Cannabis businesses must navigate many hurdles to survive and thrive in today’s evolving marijuana legal landscape, but not all challenges unique to this industry are caused by its precarious status under the law per se. Odor generated by marijuana cultivation is a prime example. As we have written previously, noticeable cannabis odor does not always make for a successful nuisance claim. But because not everyone wants to live next door to a pungent grow house, many localities have instituted specific rules to keep marijuana smell contained. This Cannabis Case Summary looks at the serious cost to cannabis businesses of disregarding cannabis smell rules, the potential difficulty of proving legal causation of marijuana odor, and the value of being a good neighbor.
According to the Boulder Daily Camera, Colorado cannabis producer Dandelion Grow was hit with a $14,000 fine in November for failing to comply with local cannabis odor rules. The citation came after a series of complaints that the grow’s smell could be detected from more than a block away. The city of Boulder requires cannabis businesses to limit odor to their own premises; Boulder County more permissively draws the line at licensees’ property boundaries. In response to the cannabis odor complaints, City of Boulder officials ordered Dandelion Grow eliminate the offensive odor and pay a $4,000 fine.

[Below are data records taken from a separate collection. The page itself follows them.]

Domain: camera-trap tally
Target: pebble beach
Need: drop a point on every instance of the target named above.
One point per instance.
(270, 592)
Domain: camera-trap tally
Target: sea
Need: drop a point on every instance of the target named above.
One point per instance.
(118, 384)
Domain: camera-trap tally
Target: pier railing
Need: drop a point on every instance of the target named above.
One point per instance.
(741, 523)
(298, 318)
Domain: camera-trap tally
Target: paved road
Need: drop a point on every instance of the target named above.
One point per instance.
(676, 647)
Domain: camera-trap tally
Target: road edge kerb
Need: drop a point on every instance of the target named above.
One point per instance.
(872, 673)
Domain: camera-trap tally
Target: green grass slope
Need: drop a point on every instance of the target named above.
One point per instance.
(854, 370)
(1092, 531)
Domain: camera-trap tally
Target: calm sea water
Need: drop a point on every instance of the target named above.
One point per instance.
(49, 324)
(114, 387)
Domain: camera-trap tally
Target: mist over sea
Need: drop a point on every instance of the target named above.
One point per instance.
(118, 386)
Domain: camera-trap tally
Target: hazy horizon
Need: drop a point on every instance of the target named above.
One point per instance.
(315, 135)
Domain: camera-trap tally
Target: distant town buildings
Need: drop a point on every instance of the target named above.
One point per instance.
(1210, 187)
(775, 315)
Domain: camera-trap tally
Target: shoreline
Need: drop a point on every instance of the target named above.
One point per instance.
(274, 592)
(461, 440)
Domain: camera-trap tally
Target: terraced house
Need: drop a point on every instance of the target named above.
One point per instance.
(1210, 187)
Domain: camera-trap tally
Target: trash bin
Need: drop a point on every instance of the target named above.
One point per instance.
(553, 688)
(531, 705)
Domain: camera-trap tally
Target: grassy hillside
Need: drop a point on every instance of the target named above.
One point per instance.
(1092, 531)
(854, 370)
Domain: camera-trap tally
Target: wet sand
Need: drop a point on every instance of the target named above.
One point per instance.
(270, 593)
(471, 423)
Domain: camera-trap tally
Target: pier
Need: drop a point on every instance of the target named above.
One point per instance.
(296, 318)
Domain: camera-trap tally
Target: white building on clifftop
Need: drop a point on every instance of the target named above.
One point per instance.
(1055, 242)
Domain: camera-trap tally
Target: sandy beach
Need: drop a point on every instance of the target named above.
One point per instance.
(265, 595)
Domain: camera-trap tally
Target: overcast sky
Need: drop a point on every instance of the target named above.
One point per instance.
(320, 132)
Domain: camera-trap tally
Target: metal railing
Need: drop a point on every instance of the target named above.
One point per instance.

Just a weeks later, Dandelion Grow incurred a second fine for an identical cannabis odor violation – this time for $10,000. According to a Boulder city spokeswoman, Dandelion Grow had “elected not to make the necessary changes to come into compliance” with Boulder’s marijuana odor regulations. Dandelion Grow disputes this characterization and is moving to appeal the citation.
According to reports, Dandelion Grow is resting on two main theories to support its appeal. First, that such large fines – the largest in the history of Boulder’s legal cannabis industry – are unduly punitive because the company is working in good faith with the city to remedy the smell issue. Second, Dandelion Grow argues that it is only one of several cannabis-related facilities in the immediate area and the City of Boulder is arbitrarily pinning the odor on Dandelion Grow without adequately proving it is the only – or even the major – contributor to the cannabis odor.
This argument raises interesting questions concerning tort liability for a conventional nuisance claim with the same facts where a defendant presses on the element of causality. Unless and until the fabled marijuana breathalyzer begets court-admissible marijuana smell-o-vision, isolating a smell in a cluster of marijuana grow sites in close proximity will probably remain an inexact science.
However the Dandelion Grow case plays out, it should serve as a cautionary tale to cannabis businesses that local cannabis smell ordinances can carry real costs and consequences. Beyond the fines and the publicity, Dandelion Grow has also incurred and will likely continue to incur attorneys fees in fighting against the fines. We do not have enough facts to know what Dandelion Grow might have done differently, if anything at all, but this case should serve as a warning to cannabis growers to be wary of local laws, including cannabis smell laws.
NOTE: The above is part of our plan to summarize all cannabis civil cases with a published court decision. By civil case, we mean any case that involves cannabis or the cannabis industry that is not a strictly criminal law matter. These cannabis case summaries are intended both to keep you up to date on cannabis laws as interpreted by the courts and also to serve as a resource for anyone conducting cannabis law research. We also will seek to provide key unpublished cannabis law decisions as well, when available.